Video Personalization

In today’s world, you can’t browse anything without getting recommendations. Find a nice pair of shoes: recommendations. Watch a nice movie: recommendations. A recommendation engine is an informatiom filtering system that limits the amount and sort of content to the users likings. It’s about tailoring a service for specific individuals rather than giving everyone the same, large amount of content.

Types of recommendation / personalization

  • Homepage video recommendations (featured)
  • Genre/category (top x movies)
  • Item-to-item similarities (if you like this, you’ll like that)
  • Personal re-ranking (search, genre)
  • Layout customization (order of carousel)

How to train the model

Gather incoming data from input sources like Kafka or Kinesis. Gather the explicit feedback like thumbs up or down, amount of stars. The downside to this is that very few people actually rate the content they watch. Or they rate on the extremes if they for example rate a movie one star because Niels Destadsbader is starring in it. It’s also hard to calibrate, one person’s 5 stars can ben another person’s 4 stars.

Implicit feedback

Implicit feedback is derived from actions taken by the user like clicking or watching content, subscribing to content. It’s a lot of data which is good.
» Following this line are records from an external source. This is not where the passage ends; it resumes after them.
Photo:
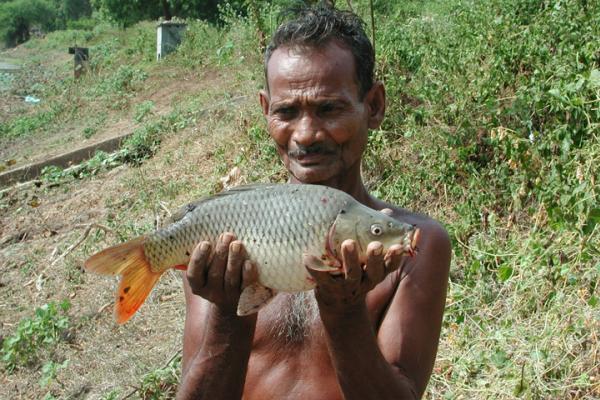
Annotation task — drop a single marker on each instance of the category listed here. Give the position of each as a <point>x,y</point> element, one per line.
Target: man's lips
<point>311,159</point>
<point>311,155</point>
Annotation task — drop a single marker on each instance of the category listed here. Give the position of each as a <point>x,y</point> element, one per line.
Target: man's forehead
<point>295,61</point>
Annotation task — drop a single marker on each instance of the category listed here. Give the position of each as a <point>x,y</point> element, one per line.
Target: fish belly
<point>277,225</point>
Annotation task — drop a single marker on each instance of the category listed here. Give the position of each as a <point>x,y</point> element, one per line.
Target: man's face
<point>314,112</point>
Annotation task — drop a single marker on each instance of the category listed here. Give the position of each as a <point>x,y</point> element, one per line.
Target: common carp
<point>279,225</point>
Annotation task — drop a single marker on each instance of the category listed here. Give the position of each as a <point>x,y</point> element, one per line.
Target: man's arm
<point>217,342</point>
<point>395,363</point>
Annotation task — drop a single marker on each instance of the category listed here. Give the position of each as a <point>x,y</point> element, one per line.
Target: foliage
<point>126,13</point>
<point>17,17</point>
<point>35,334</point>
<point>161,383</point>
<point>50,371</point>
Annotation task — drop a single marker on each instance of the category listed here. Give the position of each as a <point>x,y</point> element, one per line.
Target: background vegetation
<point>492,128</point>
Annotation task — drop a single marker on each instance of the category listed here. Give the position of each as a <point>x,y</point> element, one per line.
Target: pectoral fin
<point>253,298</point>
<point>315,263</point>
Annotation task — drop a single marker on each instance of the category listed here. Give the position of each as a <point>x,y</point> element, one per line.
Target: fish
<point>280,225</point>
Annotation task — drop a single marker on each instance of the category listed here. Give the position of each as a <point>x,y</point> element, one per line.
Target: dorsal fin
<point>179,214</point>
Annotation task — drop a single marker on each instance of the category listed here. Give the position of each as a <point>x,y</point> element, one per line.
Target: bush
<point>18,17</point>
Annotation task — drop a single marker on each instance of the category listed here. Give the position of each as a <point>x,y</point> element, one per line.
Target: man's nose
<point>307,130</point>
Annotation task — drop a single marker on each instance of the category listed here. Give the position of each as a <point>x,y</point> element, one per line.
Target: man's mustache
<point>316,148</point>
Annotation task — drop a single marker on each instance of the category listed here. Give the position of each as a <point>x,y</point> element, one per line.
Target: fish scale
<point>276,229</point>
<point>279,226</point>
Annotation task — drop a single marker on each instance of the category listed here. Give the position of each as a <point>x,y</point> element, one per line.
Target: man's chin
<point>313,174</point>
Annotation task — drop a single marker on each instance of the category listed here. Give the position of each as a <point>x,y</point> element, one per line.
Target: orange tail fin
<point>137,279</point>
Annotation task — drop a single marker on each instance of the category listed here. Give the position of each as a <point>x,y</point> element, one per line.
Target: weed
<point>50,371</point>
<point>162,382</point>
<point>142,110</point>
<point>35,334</point>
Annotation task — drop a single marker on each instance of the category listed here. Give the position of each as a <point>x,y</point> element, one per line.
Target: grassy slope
<point>492,128</point>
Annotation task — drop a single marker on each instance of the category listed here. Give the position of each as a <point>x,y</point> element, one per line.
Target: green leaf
<point>594,79</point>
<point>504,273</point>
<point>591,221</point>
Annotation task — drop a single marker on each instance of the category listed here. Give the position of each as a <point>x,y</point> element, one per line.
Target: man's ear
<point>264,101</point>
<point>375,101</point>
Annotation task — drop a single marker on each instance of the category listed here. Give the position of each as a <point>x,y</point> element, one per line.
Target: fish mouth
<point>413,248</point>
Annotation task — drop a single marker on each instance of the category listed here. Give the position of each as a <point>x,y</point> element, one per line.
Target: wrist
<point>225,316</point>
<point>336,315</point>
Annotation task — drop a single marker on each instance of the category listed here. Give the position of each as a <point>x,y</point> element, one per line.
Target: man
<point>370,333</point>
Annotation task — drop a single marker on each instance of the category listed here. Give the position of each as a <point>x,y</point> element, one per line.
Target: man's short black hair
<point>315,26</point>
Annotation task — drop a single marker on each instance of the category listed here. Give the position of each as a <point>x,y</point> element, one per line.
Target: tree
<point>128,12</point>
<point>17,17</point>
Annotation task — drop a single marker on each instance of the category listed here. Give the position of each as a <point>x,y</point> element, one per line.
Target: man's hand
<point>221,276</point>
<point>339,292</point>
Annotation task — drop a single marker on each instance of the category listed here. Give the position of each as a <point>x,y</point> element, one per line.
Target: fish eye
<point>376,229</point>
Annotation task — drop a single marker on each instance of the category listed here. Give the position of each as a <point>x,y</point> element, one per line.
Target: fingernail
<point>378,250</point>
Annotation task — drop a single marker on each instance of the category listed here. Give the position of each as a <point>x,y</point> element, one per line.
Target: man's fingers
<point>196,271</point>
<point>352,269</point>
<point>375,268</point>
<point>233,272</point>
<point>249,274</point>
<point>393,258</point>
<point>218,264</point>
<point>314,266</point>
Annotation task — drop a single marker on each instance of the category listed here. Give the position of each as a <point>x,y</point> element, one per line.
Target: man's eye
<point>285,112</point>
<point>328,108</point>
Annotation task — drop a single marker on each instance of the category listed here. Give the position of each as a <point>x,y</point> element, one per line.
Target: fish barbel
<point>279,225</point>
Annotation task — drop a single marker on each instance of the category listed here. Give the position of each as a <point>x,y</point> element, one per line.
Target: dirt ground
<point>66,137</point>
<point>48,230</point>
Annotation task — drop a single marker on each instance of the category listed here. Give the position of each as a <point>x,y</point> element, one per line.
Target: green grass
<point>492,127</point>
The downside is that there’s no direct negative feedback, you don’t know if the user liked the content. Leaving the content early might be interpreted as negative feedback, on the other hand, it might not be negative.

AWS Services for content recommendation

Common approacheas for engines

Content-based filtering

Generate recommendation based on known user preferences. This is great for media because the genres and categories are well defined. The upside is a fast cold start for new items, you don’t need to know a lot about the new content. It’s very clear where the recommendation came from. The downside is that the user will get nothing exciting, the user will get what they already like. The users do get a cold start, they have to explictly tell you what they like.

Collaborative filtering

Based on item-item or user-user relations. Recommendations are based on other experiences, but based on the amount of content and users, this can be a very hard process to calculate recommendations. For example, if Rob and Kenneth like 5 same movies, Rob can get a recommendation about one of Kenneth’s preferred movies. This does come will a cold start, users have to interact with eachother before you can recommend things. Plus it is harder to find out why some recommendation is given compared to content-based filtering.

There is no right way to do a recommendation engine.

Matrix factorization

This started with a matrix computation I did not understand 😞. SageMaker does have algorithms to do this. All you do with factorization machines, is fill out the matrix, but with a high amount of users, this becomes expensive. The Jupyter notebook looked impressive, I didn’t understand it sadly.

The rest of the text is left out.